Last Monday, Stephanie Balaouras and I recorded a podcast on a recent hot topic amongst Forrester clients — Enterprise Role Management (ERM). For the most part, people understand fundamental provisioning so I wanted to take this time to go through ERM in a little more detail.
Over the past few months, I have been asked many questions about taking ERM to the next level — about how to expand and automate identity management infrastructure. Before determining whether this is the right step for your company, however, it's important to understand the two most important benefits from doing so and also recognize the prerequisites.
Among others, two benefits of ERM are security and compliance. Achieving a more mature role management system will increase your organization’s security around information sharing, and it will enable understanding of the segregation of duties.
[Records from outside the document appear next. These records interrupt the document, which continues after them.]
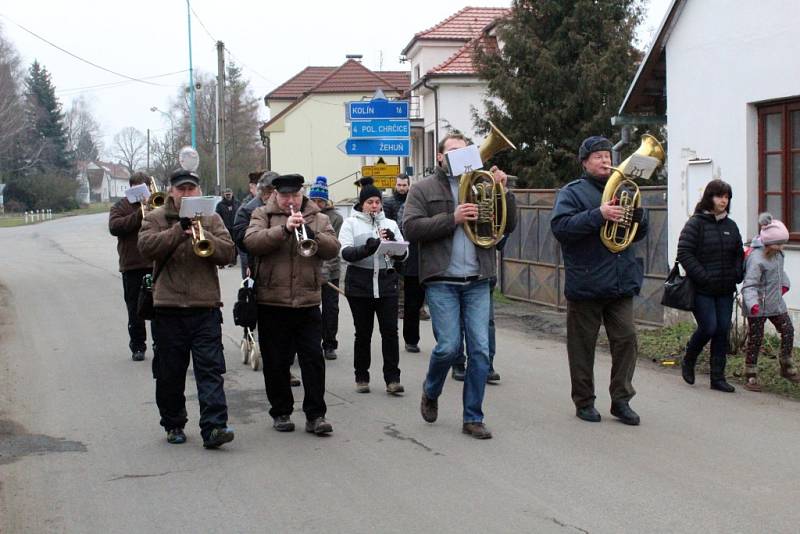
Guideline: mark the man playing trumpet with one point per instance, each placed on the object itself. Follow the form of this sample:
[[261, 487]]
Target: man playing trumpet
[[187, 318], [290, 238]]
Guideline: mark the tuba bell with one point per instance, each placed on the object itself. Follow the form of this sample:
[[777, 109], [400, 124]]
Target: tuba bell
[[480, 188], [618, 235]]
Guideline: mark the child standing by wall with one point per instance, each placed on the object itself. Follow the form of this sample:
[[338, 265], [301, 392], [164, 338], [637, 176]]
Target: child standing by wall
[[765, 283]]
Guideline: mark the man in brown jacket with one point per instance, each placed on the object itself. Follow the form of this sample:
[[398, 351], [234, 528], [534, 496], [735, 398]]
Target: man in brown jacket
[[124, 222], [187, 318], [288, 293]]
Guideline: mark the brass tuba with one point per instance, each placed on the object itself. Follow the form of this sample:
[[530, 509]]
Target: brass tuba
[[479, 187], [618, 235]]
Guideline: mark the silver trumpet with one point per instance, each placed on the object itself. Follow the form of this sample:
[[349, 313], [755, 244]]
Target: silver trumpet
[[305, 247]]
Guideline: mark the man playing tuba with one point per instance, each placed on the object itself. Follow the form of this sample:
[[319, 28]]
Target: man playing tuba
[[456, 274], [600, 284]]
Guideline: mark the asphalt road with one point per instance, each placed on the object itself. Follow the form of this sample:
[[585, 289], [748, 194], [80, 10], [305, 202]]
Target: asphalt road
[[81, 449]]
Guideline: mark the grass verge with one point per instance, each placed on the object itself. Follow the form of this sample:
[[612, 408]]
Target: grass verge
[[665, 344]]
Before achieving this level of security and compliance, it’s important to simplify your identity repository and create a clear-cut set of records. This allows for a recertification phase when managers can take the time to revoke or grant access to existing accounts. Once you have created a clean, up-to-date role management database, your organization is ready to look forward to taking ERM to the next level.
After speaking with many clients on this topic, I have garnered a solid list of best practices that everyone should be aware of before attempting to strengthen any ERM system. These practices include data points around user population and recertification timelines, whether or not a hierarchical approach should be adopted to organize roles, and the value of tools such as Web single sign-on and security incident and event monitoring as they relate to role management.